C. Scoreberekening in viertallenwedstrijden

Zie artikel 86B2.

ARTIKEL 88 Toekennen van punten als schadeloosstelling

Zie artikel 12C2.

ARTIKEL 89 Rechtzettingen in individuele wedstrijden

Zie artikel 12C3.

ARTIKEL 90 Procedurele straffen

A. Bevoegdheid van de wedstrijdleider

Naast het toepassen van de rechtzettingen van de spelregels mag de wedstrijdleider ook procedurele straffen geven voor iedere overtreding die het spel overmatig vertraagt of belemmert, andere deelnemers overlast bezorgt, de juiste gang van zaken verstoort of het toekennen van een arbitrale score noodzakelijk maakt.

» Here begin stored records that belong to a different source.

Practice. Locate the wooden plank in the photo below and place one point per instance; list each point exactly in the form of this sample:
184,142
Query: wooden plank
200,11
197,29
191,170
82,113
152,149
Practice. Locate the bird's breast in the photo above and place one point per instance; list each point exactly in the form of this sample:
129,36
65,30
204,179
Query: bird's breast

B. Overtredingen onderworpen aan procedurele straf

Voorbeelden van overtredingen die onderworpen zijn aan een procedurele straf, zijn onder meer:
  1. de komst van een deelnemer na de aangekondigde aanvangstijd;
  2. het overmatig langzaam spelen van een deelnemer;
  3. het bespreken van het bieden, het spelen of het resultaat van een spel, zodanig dat dit aan een andere tafel kan worden gehoord;
  4. het ongeoorloofd vergelijken van de scores met een andere deelnemer;
  5. het aanraken of in de hand nemen van kaarten die aan een andere speler behoren (zie artikel 7);
  6. het steken van een of meer kaarten in een verkeerd vak van het bord;
  7. een foutieve handelwijze (bijvoorbeeld verzuimen de kaarten te tellen, het verkeerde bord spelen, enz.) die het toekennen van een arbitrale score aan een deelnemer noodzakelijk maakt;
  8. het niet dadelijk voldoen aan de wedstrijdbepalingen of aan voorschriften van de wedstrijdleider.

ARTIKEL 91 Bestraffen of schorsen

A. Bevoegdheid van de wedstrijdleider

Bij het uitoefenen van zijn taak om orde en discipline te handhaven is de wedstrijdleider bevoegd disciplinaire straffen, uitgedrukt in punten, op te leggen of een speler of deelnemer voor de duur van de zitting of een gedeelte daarvan te schorsen. De beslissing van de wedstrijdleider in dit geval is definitief (zie artikel 93B3).

B. Recht van uitsluiting

De wedstrijdleider is bevoegd een speler of deelnemer om enigerlei reden uit te sluiten, waarbij hij goedkeuring behoeft van de toernooiorganisator.